Building a Distributed File System That Handles Massive Scale Without Breaking

A distributed file system at massive scale must handle petabytes of data, millions of files, and global access patterns. Systems like Google File System (GFS), Hadoop Distributed File System (HDFS), and Amazon EFS solve this through specific architectural choices.

Key sources: "The Google File System" paper (Ghemawat, Gobioff, Leung), HDFS architecture documentation.


The Limitations of NFS

Network File System (NFS) is the traditional approach to distributed file storage. It works for small clusters but breaks at scale due to:

  • Single server bottleneck: All metadata and data goes through one server
  • No data replication: Server failure means data loss
  • No geographic distribution: Performance degrades with distance
  • Limited concurrency: File locking is a bottleneck

Modern distributed file systems use fundamentally different architectures.

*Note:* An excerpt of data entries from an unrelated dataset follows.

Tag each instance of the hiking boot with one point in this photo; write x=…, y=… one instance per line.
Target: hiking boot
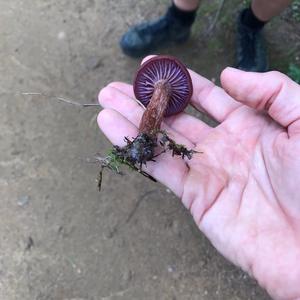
x=251, y=51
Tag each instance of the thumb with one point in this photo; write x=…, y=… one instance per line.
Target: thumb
x=273, y=92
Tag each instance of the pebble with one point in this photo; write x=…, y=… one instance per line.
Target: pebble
x=23, y=200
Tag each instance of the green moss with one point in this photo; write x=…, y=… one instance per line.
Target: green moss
x=294, y=72
x=296, y=10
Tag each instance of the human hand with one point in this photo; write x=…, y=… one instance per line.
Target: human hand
x=243, y=189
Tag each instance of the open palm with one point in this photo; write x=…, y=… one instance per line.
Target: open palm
x=243, y=189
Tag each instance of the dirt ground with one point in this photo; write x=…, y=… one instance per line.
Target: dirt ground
x=60, y=238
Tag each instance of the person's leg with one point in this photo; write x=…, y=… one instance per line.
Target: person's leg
x=251, y=52
x=174, y=26
x=187, y=5
x=264, y=10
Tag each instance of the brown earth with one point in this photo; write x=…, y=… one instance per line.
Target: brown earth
x=60, y=237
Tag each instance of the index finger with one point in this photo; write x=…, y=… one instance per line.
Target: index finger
x=208, y=97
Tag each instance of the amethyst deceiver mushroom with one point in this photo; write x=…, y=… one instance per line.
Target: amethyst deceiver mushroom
x=164, y=86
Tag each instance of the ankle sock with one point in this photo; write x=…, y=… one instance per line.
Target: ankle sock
x=186, y=18
x=249, y=19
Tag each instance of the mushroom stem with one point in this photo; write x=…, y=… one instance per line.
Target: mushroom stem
x=155, y=111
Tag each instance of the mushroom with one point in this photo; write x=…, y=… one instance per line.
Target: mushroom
x=164, y=86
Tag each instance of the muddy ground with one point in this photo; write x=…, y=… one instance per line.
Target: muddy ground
x=60, y=238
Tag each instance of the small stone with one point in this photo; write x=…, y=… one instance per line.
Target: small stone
x=23, y=200
x=61, y=35
x=127, y=276
x=170, y=269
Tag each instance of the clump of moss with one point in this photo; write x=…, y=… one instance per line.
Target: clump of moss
x=294, y=72
x=296, y=10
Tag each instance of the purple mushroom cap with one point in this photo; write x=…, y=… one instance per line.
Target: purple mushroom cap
x=164, y=68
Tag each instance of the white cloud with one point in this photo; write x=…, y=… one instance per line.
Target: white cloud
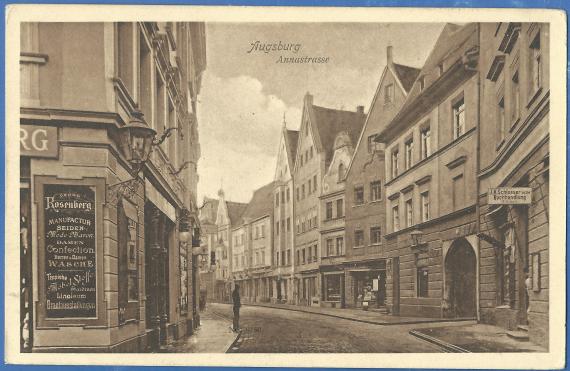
x=240, y=128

Architecture: Separate Metadata from Data

The key insight: metadata operations (file lookups, permissions) require strong consistency but low storage. Data operations (reading and writing file content) require high throughput but eventual consistency is often acceptable.

By separating them, each can scale independently:

Metadata Servers (small cluster, strongly consistent) │ ▼ Chunk Servers (large cluster, replicated for durability)


Key Design Decisions

Large Chunk Sizes

GFS uses 64 MB chunks. HDFS uses 128 MB. Large chunks reduce metadata overhead and enable efficient sequential reads. A 1 PB file system with 128 MB chunks needs only 8 million metadata entries rather than billions.

Immutable Files (Mostly)

Files in GFS/HDFS are append-only. Deleting or overwriting is rare. This simplifies concurrency control — readers never conflict with writers because new data is appended, not inserted.

Replication for Durability

Each chunk is replicated 3x across different servers (and ideally different racks). If a server fails, the chunk is available from replicas. The system automatically re-replicates chunks when replica count drops.


Consistency Model

GFS uses a relaxed consistency model for data:

  • Append operations are atomic for records larger than a chunk. If a record is written, it is visible in its entirety.
  • Concurrent appends may result in duplicates or padding, but records are never corrupted.
  • File metadata is strongly consistent through a single primary metadata server.

This trade-off is acceptable for batch processing workloads (MapReduce) where occasional duplicates are handled by idempotent processing.


Handling Failures

At massive scale, failures are not exceptional — they are expected. A 10,000-server cluster experiences daily hardware failures. The system must handle:

  • Server crashes
  • Disk failures
  • Network partitions
  • Slow servers (stragglers)

Stragglers are handled by redundant execution: the same task runs on multiple servers, and the first to complete wins.


Key Takeaways

  1. Separate metadata from data to allow independent scaling of each.
  2. Large chunk sizes (64-128 MB) reduce metadata overhead.
  3. Replication (3x) provides durability without expensive RAID hardware.
  4. Relaxed consistency for data with strong consistency for metadata.
  5. Design for failure — replicate aggressively and handle stragglers with redundant execution.